Since the data to forget is much smaller than the entire dataset, the authors assume that the Hessian $H_{\mathcal{D}_r}(\textbf{w}^*)$ is approximately the same as $H_\mathcal{D}(\textbf{w}^*)$. Computing the inverse of the Hessian is computationally expensive. Assuming that $L_{\mathcal{D}} = \sum_{i=1}^n \ell(f_{\textbf{w}^*}(\textbf{x}^{(i)}), \textbf{y}^{(i)}) = \sum_{i=1}^n -\log p(y_i|x_i; \textbf{w}^*)$, Peste et. al. propose to approximate it by the empirical Fisher Information Matrix (FIM), which is defined by: $$ F_\mathcal{D}(\textbf{w}^*) = \frac{1}{n} \sum_{i=1}^n \nabla_{\textbf{w}} \log p(\textbf{y}^{(i)}|\textbf{x}^{(i)};\textbf{w}^*) \cdot \nabla_{\textbf{w}}^T \log p(\textbf{y}^{(i)}|\textbf{x}^{(i)};\textbf{w}^*) $$ where $\textbf{x}^{(i)}$ and $\textbf{y}^{(i)}$ are the input and output of the model $f_{\textbf{w}^*}$ respectively. In practice this is computed efficiently with rank-1 updates by means of Sherman-Morrison lemma (2). These defines the SSSE which is an approximation to the optimal forgetting step: $$ \textbf{w}^*_r \approx \textbf{w}^* + \frac{\epsilon}{n-k}F^{-1}_{\mathcal{D}}(\textbf{w}^*) \nabla_{\textbf{w}} L_{\mathcal{D}_f}(f_{\textbf{w*}}) $$ where $\epsilon$ is a hyperparameter that controls the step size.

To properly choose $\epsilon$, they define a similarity ratio to measure if the updated model is closer to the original model or to the retrained-from-scratch model. It is defined comparing the Area-Under-the-Curve (AUC) score corresponding to the Receiver Operating Characteristic (ROC) curve. In this setting they cannot conclude that SSSE converges precisely to the optimal forgetting step, but they show that it is effective in practice, not only for convex models but also for non-convex models.

Personal Thoughts

  • As far as I understand, they are using the entire dataset to compute the empirical FIM, hence contradicting their claim that SSSE only requires access to the data to be erased. This is a bit confusing.

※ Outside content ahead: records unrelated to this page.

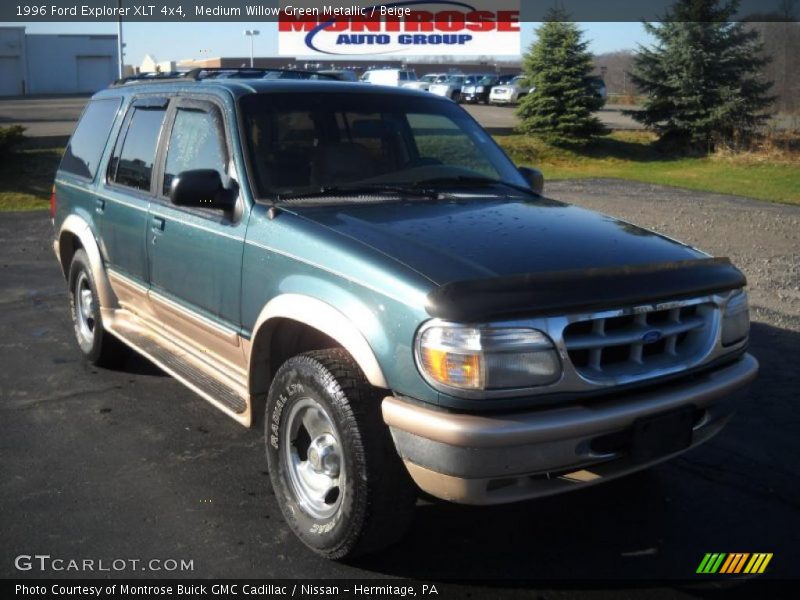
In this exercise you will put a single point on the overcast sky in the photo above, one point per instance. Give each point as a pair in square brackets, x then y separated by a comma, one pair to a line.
[176, 41]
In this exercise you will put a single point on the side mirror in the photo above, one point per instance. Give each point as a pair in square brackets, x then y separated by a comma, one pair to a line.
[533, 177]
[202, 188]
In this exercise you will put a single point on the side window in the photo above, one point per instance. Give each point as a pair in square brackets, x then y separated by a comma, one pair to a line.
[132, 162]
[197, 141]
[82, 156]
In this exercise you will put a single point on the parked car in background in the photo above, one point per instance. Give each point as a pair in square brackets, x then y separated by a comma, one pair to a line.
[340, 74]
[512, 92]
[424, 83]
[391, 77]
[479, 89]
[450, 88]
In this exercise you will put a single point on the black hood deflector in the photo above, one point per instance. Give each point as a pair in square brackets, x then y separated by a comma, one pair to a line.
[582, 290]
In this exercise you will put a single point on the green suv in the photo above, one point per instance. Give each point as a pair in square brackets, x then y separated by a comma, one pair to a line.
[362, 272]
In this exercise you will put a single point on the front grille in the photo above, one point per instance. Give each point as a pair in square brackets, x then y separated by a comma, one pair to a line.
[647, 341]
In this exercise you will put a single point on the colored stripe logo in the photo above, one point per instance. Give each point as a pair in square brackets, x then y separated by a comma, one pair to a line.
[734, 563]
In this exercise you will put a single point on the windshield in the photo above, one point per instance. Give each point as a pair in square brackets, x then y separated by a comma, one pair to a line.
[303, 143]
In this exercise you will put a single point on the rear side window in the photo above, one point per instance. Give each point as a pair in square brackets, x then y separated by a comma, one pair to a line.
[85, 148]
[132, 162]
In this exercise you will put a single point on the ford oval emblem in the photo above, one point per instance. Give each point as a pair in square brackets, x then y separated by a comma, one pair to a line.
[651, 336]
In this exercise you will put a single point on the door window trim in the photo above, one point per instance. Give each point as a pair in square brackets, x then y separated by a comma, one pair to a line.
[203, 103]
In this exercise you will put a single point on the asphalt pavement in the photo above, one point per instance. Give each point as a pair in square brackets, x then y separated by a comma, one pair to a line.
[107, 464]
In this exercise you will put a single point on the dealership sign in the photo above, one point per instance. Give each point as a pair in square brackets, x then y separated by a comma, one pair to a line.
[406, 27]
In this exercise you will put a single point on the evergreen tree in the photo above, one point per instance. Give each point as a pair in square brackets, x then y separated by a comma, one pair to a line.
[559, 107]
[701, 77]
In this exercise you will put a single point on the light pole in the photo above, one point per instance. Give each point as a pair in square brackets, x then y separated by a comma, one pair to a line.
[251, 33]
[120, 45]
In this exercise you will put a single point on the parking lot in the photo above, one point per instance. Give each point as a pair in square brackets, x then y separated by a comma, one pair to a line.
[103, 464]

  • The theoretical analysis is quite interesting, and definitely studying the optimal forgetting step in convex models is a good direction. However, they assume need to assume that the loss is not only strictly convex but also that it is the negative log-likelihood of the data. This is a strong assumption that justifies their reasoning but they translate it to a more general setting only providing empirical evidence.

  • Is nice that they introduce the similarity ratio to measure the performance of the method. There is a need for a metric to evaluate the performance of unlearning methods, and this is a good start.

Reference

[1] Peste, A., Alistarh, D., & Lampert, C. H. (2021). SSSE: Efficiently Erasing Samples From Trained Machine Learning Models. arXiv:2107.03860.

[2] Sherman, J., & Morrison, W. J. (1950). Adjustment of an Inverse Matrix Corresponding to Changes in the Elements of a Given Column or a Given Row of the Original Matrix. The Annals of Mathematical Statistics, 21(1), 124-127.